For the past two years, Grease, Max B and French Montana have rarely made music without each other. The result has been a wholly focused resurgence of New York City street life in rap—or maybe more accurately, the other way around. Montana’s delivery is a nasal deadpan over Grease’s dense apocalyptic soul, carrying tales of cocaine calamity like a barge full of trash spinning in the East River. A Bronx native by way of Morocco, Montana also once faced a murder charge, the result of an altercation in which he was shot in the head, and the finality of Max’s case isn’t easy for him to discuss. “That’s a sad situation,” he says, sulking deep into his chair. “All we can do is work hard and keep the wave going.” His voice hardens. “He ain’t dead…so as long as there’s a will there’s a way.”
Before now, the way had been countless hours in home studios, well documented on YouTube, listening to instrumentals, drinking Hennessy, recording verses and making fun of ex-Dipset affiliate Hell Rell.

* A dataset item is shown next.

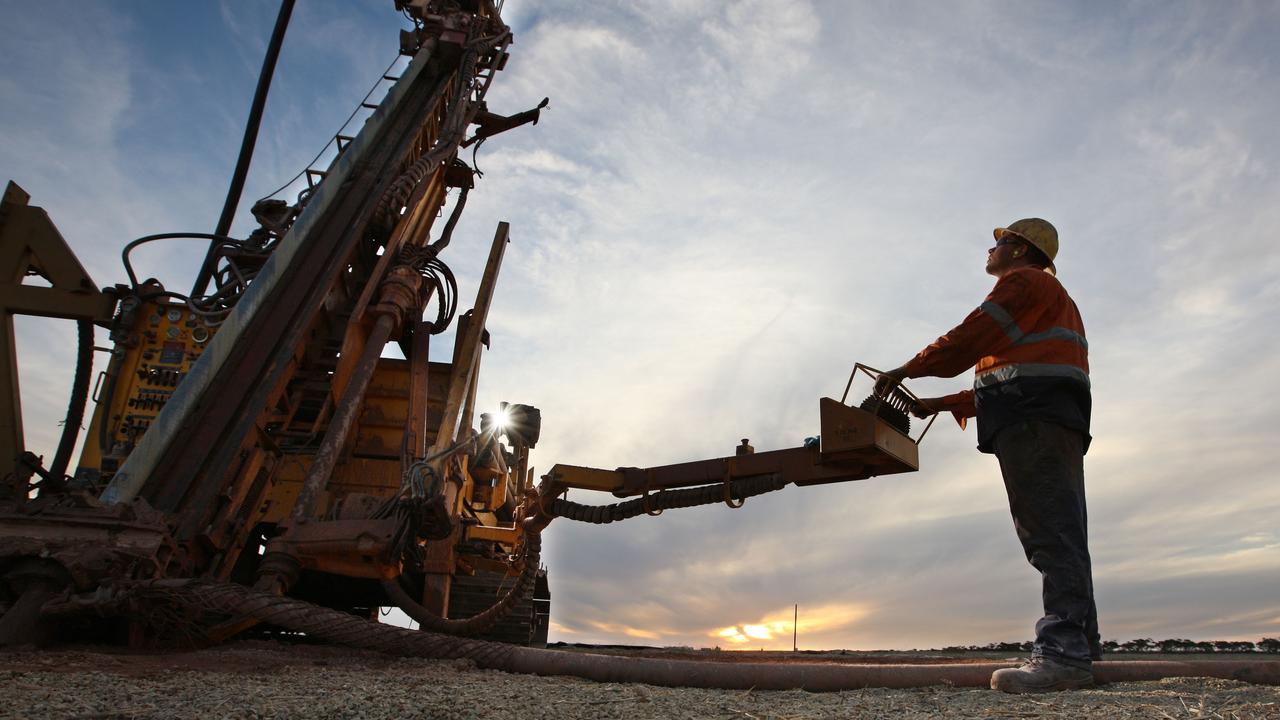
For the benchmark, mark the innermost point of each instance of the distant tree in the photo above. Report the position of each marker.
(1139, 645)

However counterproductive for rising stars, beef is what brought the three together—Montana and Max became fast friends in their mutual distaste for Byrdgang point man Jim Jones. Dame Grease, renowned for his work on DMX’s seminal debut It’s Dark And Hell Is Hot, had long soured on the industry politricks of placing beats, but was invigorated by the tandem. Together they make music for standing in front of bodegas for hours on end. “Shit is like a bike,” Montana says of the trio’s working relationship. “One nigga pedaling, one nigga’s the chain, one nigga’s the handle. That’s how shit go.”

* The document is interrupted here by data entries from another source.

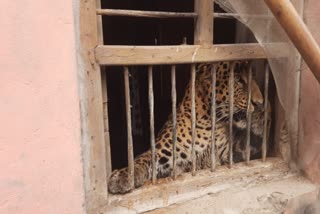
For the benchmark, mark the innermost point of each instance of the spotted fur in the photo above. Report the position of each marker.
(118, 181)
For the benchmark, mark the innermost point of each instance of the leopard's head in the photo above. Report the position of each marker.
(204, 78)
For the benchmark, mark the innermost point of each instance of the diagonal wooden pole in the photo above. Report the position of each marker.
(289, 19)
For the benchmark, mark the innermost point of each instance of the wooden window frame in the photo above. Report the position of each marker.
(95, 133)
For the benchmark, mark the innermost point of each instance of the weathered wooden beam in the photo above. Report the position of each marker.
(298, 32)
(92, 127)
(181, 54)
(203, 31)
(145, 14)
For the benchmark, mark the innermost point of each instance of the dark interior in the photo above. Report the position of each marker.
(149, 31)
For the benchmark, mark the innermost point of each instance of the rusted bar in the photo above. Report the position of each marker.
(298, 32)
(231, 110)
(213, 117)
(248, 116)
(193, 117)
(265, 122)
(152, 136)
(145, 14)
(106, 122)
(129, 128)
(174, 117)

Montana, now far removed from the pledges of street life, has made friends within the industry, recently signing with Akon’s Konvict Musik. “One thing, man. You can be Bin Laden out this motherfucker,” he says. “You make one hot song, everybody gonna come and jump on your dick.” After announcing his label deal in late March, Montana released six hot songs in the form of the Laundry Man EP. On the standout single, “New York Minute,” Montana sounds like his raps were filtered through a Yankees fitted. Though proud, “New York Minute” is darker and more threatening than anything on New York radio today, lending credence to Montana’s claims of his inner circle as sole influence. “If we not listening to our [own] shit, we listening to beats, writing,” he says. “I ain’t got time to listen to another nigga. We stuck in our own wave.”